I don't like the current situation, and yes, society was formed so that the burderns would be spread and life would be better for the most served. But, and please dont' misunderstand this, I'm not agreeing with it, only stating a fact...NO system is going to solve all the problems, and as soon as ONE person has a story that tugs on the heartstrings, people are going to get all up in arms and say how the entire system sucks, and that it isn't fair and how oh how can the richest nation in the world *now debateable on that point, by the way* be so evil and uncaring and cruel and wah wah wah.

You know that's truth. Any story that is told from a single person perspective is going to be more humanistic, will any story told about a society in general is by definition going to be more big picture. The gnashing and wailing comes in when people try to apply micro techniques to a macro problem.
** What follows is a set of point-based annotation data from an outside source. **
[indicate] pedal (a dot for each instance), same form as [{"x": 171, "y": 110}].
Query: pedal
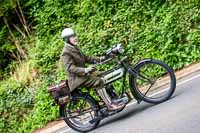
[{"x": 122, "y": 100}]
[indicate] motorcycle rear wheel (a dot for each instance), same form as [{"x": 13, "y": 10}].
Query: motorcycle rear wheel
[{"x": 154, "y": 81}]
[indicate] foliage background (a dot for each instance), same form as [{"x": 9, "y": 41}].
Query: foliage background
[{"x": 168, "y": 30}]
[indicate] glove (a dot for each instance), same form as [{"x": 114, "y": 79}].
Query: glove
[{"x": 89, "y": 70}]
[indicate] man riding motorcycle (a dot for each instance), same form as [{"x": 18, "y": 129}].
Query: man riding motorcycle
[{"x": 79, "y": 75}]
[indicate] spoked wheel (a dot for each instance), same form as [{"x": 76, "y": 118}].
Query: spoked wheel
[
  {"x": 79, "y": 112},
  {"x": 154, "y": 81}
]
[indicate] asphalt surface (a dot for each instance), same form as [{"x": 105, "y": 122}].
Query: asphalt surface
[{"x": 180, "y": 114}]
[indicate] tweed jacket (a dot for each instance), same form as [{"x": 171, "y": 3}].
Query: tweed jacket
[{"x": 74, "y": 62}]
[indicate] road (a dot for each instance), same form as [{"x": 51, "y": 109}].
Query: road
[{"x": 180, "y": 114}]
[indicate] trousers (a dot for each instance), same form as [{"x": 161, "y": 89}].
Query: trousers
[{"x": 94, "y": 81}]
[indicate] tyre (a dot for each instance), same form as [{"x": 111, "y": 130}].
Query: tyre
[
  {"x": 153, "y": 81},
  {"x": 79, "y": 112}
]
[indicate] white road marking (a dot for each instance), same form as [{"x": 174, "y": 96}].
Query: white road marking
[{"x": 180, "y": 83}]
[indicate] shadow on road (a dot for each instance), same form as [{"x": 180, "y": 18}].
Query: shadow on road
[{"x": 130, "y": 111}]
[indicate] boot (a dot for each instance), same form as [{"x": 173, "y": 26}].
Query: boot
[{"x": 106, "y": 98}]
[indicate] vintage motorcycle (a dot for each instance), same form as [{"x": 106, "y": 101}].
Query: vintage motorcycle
[{"x": 149, "y": 80}]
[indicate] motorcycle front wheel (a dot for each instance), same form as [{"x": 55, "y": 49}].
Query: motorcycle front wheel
[{"x": 153, "y": 81}]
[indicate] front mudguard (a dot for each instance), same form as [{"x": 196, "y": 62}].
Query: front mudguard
[
  {"x": 75, "y": 94},
  {"x": 132, "y": 75}
]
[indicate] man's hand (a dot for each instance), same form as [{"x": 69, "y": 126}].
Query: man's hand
[{"x": 90, "y": 69}]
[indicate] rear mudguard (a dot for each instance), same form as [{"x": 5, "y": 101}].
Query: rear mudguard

I've said above that I don't know the answer, but following the *ahem* long standing model of just throwing money at it rather than actual change and reform is a time proven, example proven recipe for disaster. Go ahead, chunk $1,500,000,000,000.00 at the problem without real, significant change designed to create a system that is sustainable in a monetary as well as service fashion and watch the economy go mushroom shaped.

I know this wont get through, but people...money is not that answer to every single freakin thing on the planet. Most times it is a wash (new education reforms anyone?) and at worse it significantly WORSENS the problem.